Researchers have long known that people place different amounts of faith
in their different senses. This is exploited by ventriloquists, who fool us
into thinking sound is coming from someplace it isn't by relying on the fact
that people use their vision more heavily than their hearing to locate the
source of a sound. This is because the eye's retina is very sensitive to the
direction of light that hits it, while the ear isn't so sensitive to the
direction of a noise.
"The cinema is the classic ventriloquist effect," says David Burr at the
University of Florence in Italy, who co-authored the study. We assume the
voices are coming from the actors on the screen, he explains, instead of from
the loudspeaker somewhere else in the room.
It is commonly thought that vision will always dominate over hearing in
such situations. But Burr and colleagues have now shown this isn't true.
Instead, both visual and auditory cues are weighted by the brain, with one cue
compensating for the other when it is less reliable: "What you're more
confident about, you give more weight," says Burr.
More than meets
the eye
The researchers first assessed how good our eyes are at noticing small
movements in stimulus, as compared to how good our ears are at the same thing.
To do this, they first flashed two circles onto a computer screen, one after
the other, and asked viewers which circle was further to the left.
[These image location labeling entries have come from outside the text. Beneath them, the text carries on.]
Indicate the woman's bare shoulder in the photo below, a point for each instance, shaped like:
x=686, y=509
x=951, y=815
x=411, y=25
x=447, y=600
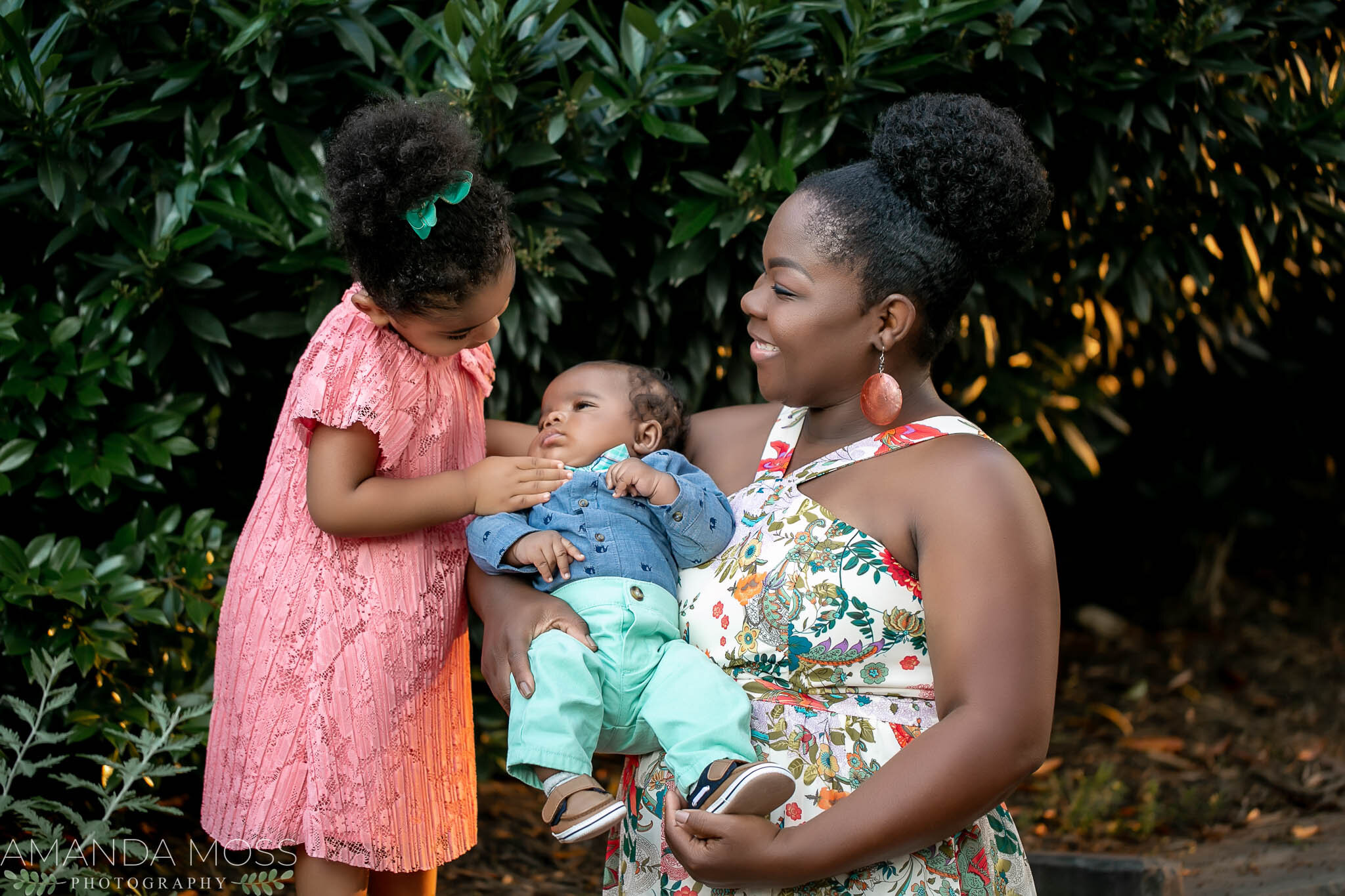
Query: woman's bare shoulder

They then
played two clicks through loudspeakers, one after the other, and asked
listeners which sound came from further to the left. As expected, people were
much better at locating the circles than they were at locating the sound.
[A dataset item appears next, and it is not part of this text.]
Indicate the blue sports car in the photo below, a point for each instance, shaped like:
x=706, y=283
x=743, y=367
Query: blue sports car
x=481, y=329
The team then combined visual and auditory stimuli into a single
experiment -- a circle and a click happened at the same time, followed by a
second set of a circle and a click. The participants were asked which set of
stimuli was further to the left.
Unbenownst to the participants, the clicks and circles weren't
necessarily coming from the same place. Sometimes the circles moved to the
left, while the sounds moved to the right, or vice versa.
When the circles were small and defined, participants relied on their
sight rather than their hearing to gauge the direction of movement. But,
intriguingly, when the circles were large and fuzzy, observers were more likely
to believe their ears over their eyes, and used the sound to judge the
direction of movement. The authors call this effect "reverse ventriloquism",
and it occurs because large, blurred blobs are perceived as being less
trustworthy than small, sharply defined ones.
Using the data gathered from such experiments, Burr's team was able to
calculate how much weight the brain puts on visual and auditory stimuli in
different situations - though they don't yet know how the brain manages to do
so. When both stimuli were perfectly evenly weighted, the team found that the
two senses would work together to produce a better judgement of motion than
when only one sense was called upon.